Carleton co-op student uses fresh approach to glean data from legacy equipment at the NRC
- Boucherville, Quebec
Artificial intelligence (AI) is becoming part and parcel of new products designed for consumers as well as industrial processes and applications. But the power of AI to make predictions, recommendations, and draw conclusions requires well‑structured digital data – meaning that valuable information from analog or legacy systems, which can be expensive and disruptive to upgrade or rewire, is often left out in the cold.
"I took one look at the analog consoles on legacy equipment at the NRC's large‑scale plastic processing facility in Boucherville and thought, if my eye can see the numbers on the gauges, then a different kind of eye could too," says Fatima when describing how she got the idea for the project. She set up a raspberry pi camera in front of various consoles to capture images of the different types of data they indicate: temperature, pressure, rotation speed, torque, and amperage, among others. She converted those values into a digital dataset suitable for analysis in an Industry 4.0 environment using algorithms to extract the numerical values from the images with 96% accuracy.
Fatima worked closely with her supervisors at the NRC, Data Analytics Team Leader Stéphane Tremblay and Senior Data and Solutions Analyst Patrick Paul, to bring the accuracy of image processing to a human level, close to 100%. "The model became so precise that it is able to detect human errors in the picture labelling step," says Stéphane.
On the factory floor in Boucherville, researchers now understand exactly what is happening during the production process of plastic components such as fibre‑reinforced compounds for the automotive sector, or bio‑based polymers for packaging, and how different conditions generate variations in end products.
"Fatima's project was not only beneficial to the NRC's operations in Boucherville – the ability to digitalize analog data in a non‑intrusive way is very appealing to Canadian polymer producers. These SMEs employ about 90,000 people in Canada and welcome technologies that help them stay competitive in a global economy."

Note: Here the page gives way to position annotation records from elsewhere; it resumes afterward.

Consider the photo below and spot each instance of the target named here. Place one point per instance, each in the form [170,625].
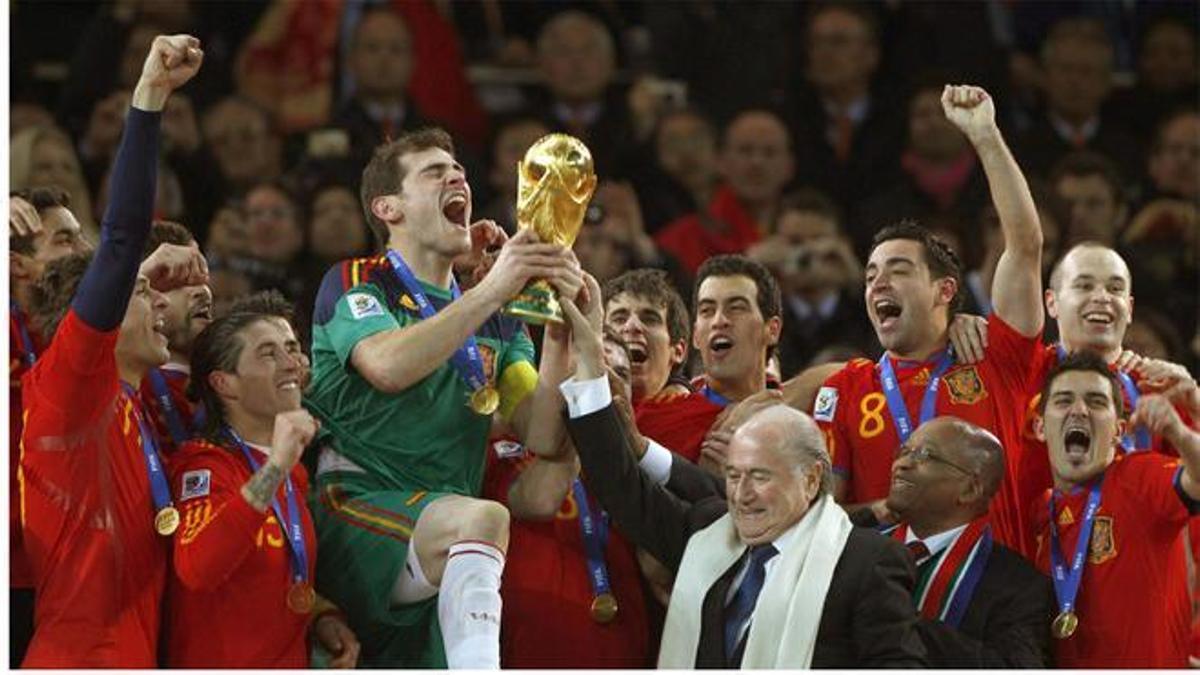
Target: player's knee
[484,519]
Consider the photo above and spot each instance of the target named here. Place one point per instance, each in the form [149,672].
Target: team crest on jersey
[364,305]
[407,302]
[489,356]
[826,405]
[965,387]
[1103,545]
[508,449]
[196,484]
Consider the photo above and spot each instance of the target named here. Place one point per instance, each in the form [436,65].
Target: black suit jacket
[1007,623]
[868,620]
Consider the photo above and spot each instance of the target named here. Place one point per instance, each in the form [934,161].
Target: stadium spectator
[246,550]
[1077,57]
[845,130]
[755,162]
[576,58]
[1092,189]
[45,157]
[100,590]
[245,143]
[940,175]
[1126,517]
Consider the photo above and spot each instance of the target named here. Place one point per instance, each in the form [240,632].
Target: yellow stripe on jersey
[516,382]
[369,519]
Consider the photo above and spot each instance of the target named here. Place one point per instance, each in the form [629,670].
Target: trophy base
[535,304]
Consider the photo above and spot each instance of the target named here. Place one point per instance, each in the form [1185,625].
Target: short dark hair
[940,257]
[1087,362]
[217,347]
[384,173]
[269,303]
[167,232]
[1084,163]
[767,298]
[1056,279]
[54,290]
[42,199]
[654,285]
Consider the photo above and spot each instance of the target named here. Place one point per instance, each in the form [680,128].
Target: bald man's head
[945,475]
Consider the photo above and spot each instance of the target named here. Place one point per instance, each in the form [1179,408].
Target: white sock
[469,605]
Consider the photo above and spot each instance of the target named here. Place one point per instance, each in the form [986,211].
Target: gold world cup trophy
[555,181]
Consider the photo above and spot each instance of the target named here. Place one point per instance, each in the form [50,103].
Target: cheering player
[246,549]
[407,375]
[1109,531]
[163,389]
[96,506]
[41,230]
[912,287]
[1091,298]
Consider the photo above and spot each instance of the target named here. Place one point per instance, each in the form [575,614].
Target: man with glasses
[981,604]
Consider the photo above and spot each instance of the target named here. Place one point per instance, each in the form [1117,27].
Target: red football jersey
[1133,602]
[99,565]
[231,568]
[177,389]
[677,422]
[1033,459]
[862,437]
[547,592]
[19,354]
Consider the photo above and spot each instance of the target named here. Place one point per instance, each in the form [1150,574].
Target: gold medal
[301,598]
[1065,625]
[485,400]
[604,608]
[166,521]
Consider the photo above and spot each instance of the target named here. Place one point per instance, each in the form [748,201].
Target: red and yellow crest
[1103,545]
[965,386]
[487,354]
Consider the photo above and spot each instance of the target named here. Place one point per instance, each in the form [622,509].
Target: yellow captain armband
[516,382]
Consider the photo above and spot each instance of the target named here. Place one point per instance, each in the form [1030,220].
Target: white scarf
[787,615]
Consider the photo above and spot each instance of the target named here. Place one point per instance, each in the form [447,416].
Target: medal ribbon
[595,539]
[28,353]
[897,406]
[179,434]
[1135,438]
[159,488]
[466,359]
[953,581]
[1066,583]
[714,396]
[293,526]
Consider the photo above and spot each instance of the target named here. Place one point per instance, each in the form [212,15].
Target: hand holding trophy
[555,181]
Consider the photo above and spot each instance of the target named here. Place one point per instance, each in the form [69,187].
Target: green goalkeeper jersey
[424,437]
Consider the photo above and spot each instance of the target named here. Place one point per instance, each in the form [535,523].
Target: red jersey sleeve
[75,382]
[1017,359]
[833,410]
[1159,495]
[219,525]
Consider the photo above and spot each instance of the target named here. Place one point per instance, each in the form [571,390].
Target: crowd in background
[786,131]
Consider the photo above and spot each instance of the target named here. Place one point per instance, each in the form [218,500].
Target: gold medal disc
[301,598]
[604,608]
[1065,625]
[166,521]
[485,400]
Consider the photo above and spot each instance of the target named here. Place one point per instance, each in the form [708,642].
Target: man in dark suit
[999,616]
[773,533]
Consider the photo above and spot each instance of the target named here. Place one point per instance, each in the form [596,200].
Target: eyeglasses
[922,454]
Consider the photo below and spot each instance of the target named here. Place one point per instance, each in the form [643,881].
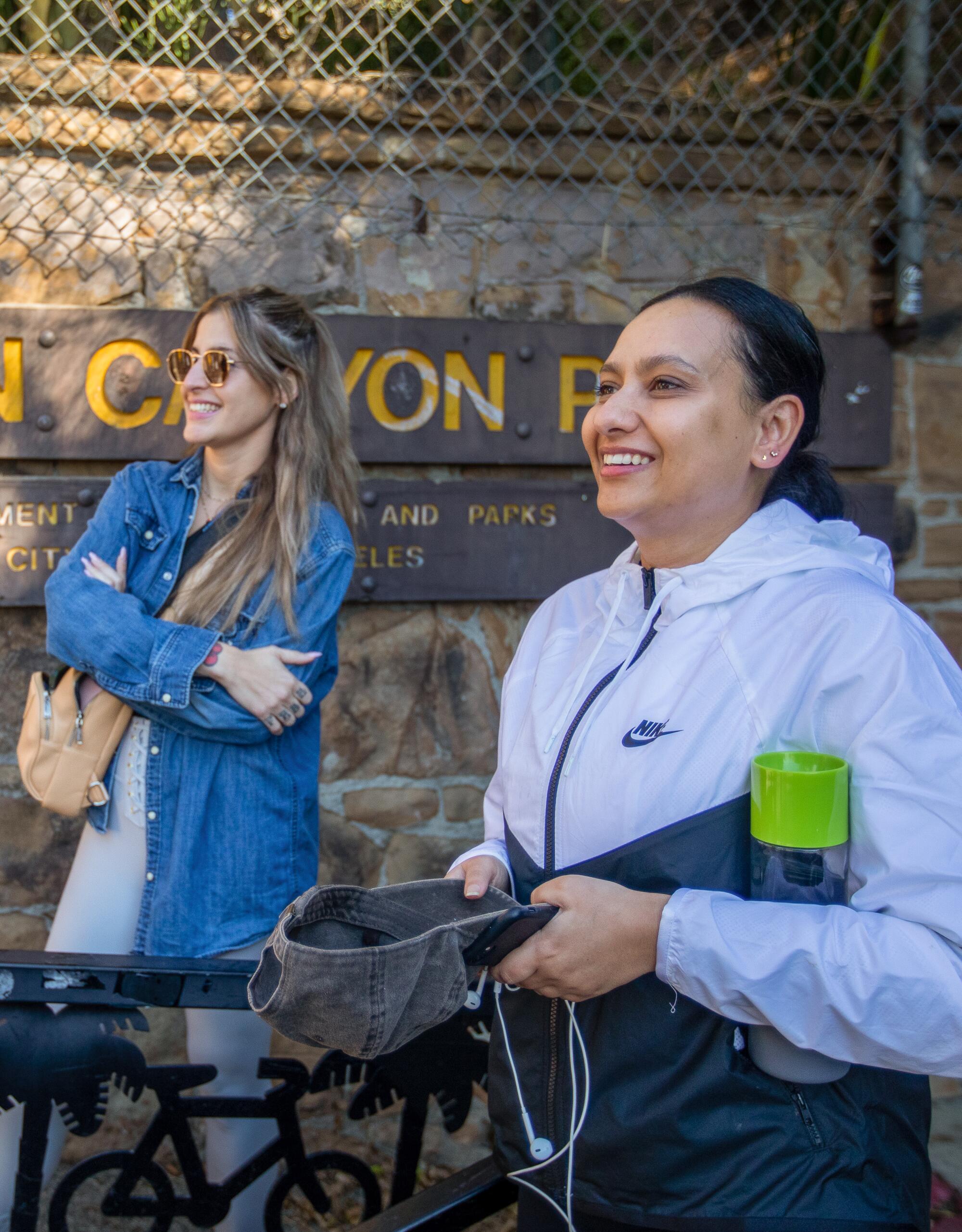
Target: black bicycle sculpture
[115,1176]
[69,1059]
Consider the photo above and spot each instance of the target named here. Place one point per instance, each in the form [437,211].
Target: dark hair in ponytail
[779,352]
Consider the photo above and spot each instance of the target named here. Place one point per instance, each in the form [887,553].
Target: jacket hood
[778,540]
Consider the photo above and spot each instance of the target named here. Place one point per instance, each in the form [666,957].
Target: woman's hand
[603,937]
[260,683]
[478,874]
[100,571]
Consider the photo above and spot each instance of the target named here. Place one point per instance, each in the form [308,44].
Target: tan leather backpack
[64,749]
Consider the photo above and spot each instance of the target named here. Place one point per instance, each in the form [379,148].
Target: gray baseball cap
[368,970]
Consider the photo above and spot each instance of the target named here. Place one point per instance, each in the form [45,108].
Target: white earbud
[541,1150]
[473,1000]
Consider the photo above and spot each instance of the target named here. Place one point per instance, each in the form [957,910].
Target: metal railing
[646,133]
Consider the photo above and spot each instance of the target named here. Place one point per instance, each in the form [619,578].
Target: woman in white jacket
[747,617]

Solving real world problems
This hot new technology is not the only discovery that Fatima made during her co‑op term at the NRC. "My time at the NRC showed me how my studies at Carleton translate into solving problems in the real world. Seeing the impact and applications of my project in industrial and academic settings has been very motivating," says Fatima.
Fatima plans to complete her Bachelor's degree in Statistics in 2020, then pursue a career in data science and machine learning. She is also considering a Master's degree to expand her knowledge and contribute to research in the field.
"Fatima's experience and success illustrates exactly why we strive to provide co‑op, internship, and other experiential learning opportunities for our students at Carleton University. The opportunity for the student to solve real‑world problems in association with partners such as the NRC is incredibly valuable and beneficial for our students, our partner organizations, and for our university."
Exciting student work opportunities at the NRC
Each year, the Digital Technologies Research Centre welcomes about 40 students to work alongside leading experts in advanced analytics, computer vision, human‑computer interaction, natural language processing, bioinformatics, and artificial intelligence. Students bring fresh ideas and tremendous energy for project execution, helping NRC experts advance cutting‑edge research; while NRC experts provide coaching, advice, experience, mentorship, direction, and access to research infrastructure in industrial settings, helping students reach their scientific and professional goals more rapidly and in a supportive environment.
"Coaching promising students like Fatima and giving them opportunities to try out their ideas in new settings is something I really enjoy about my job, and one of the reasons why I love working at the NRC," says Patrick Paul, Fatima's supervisor.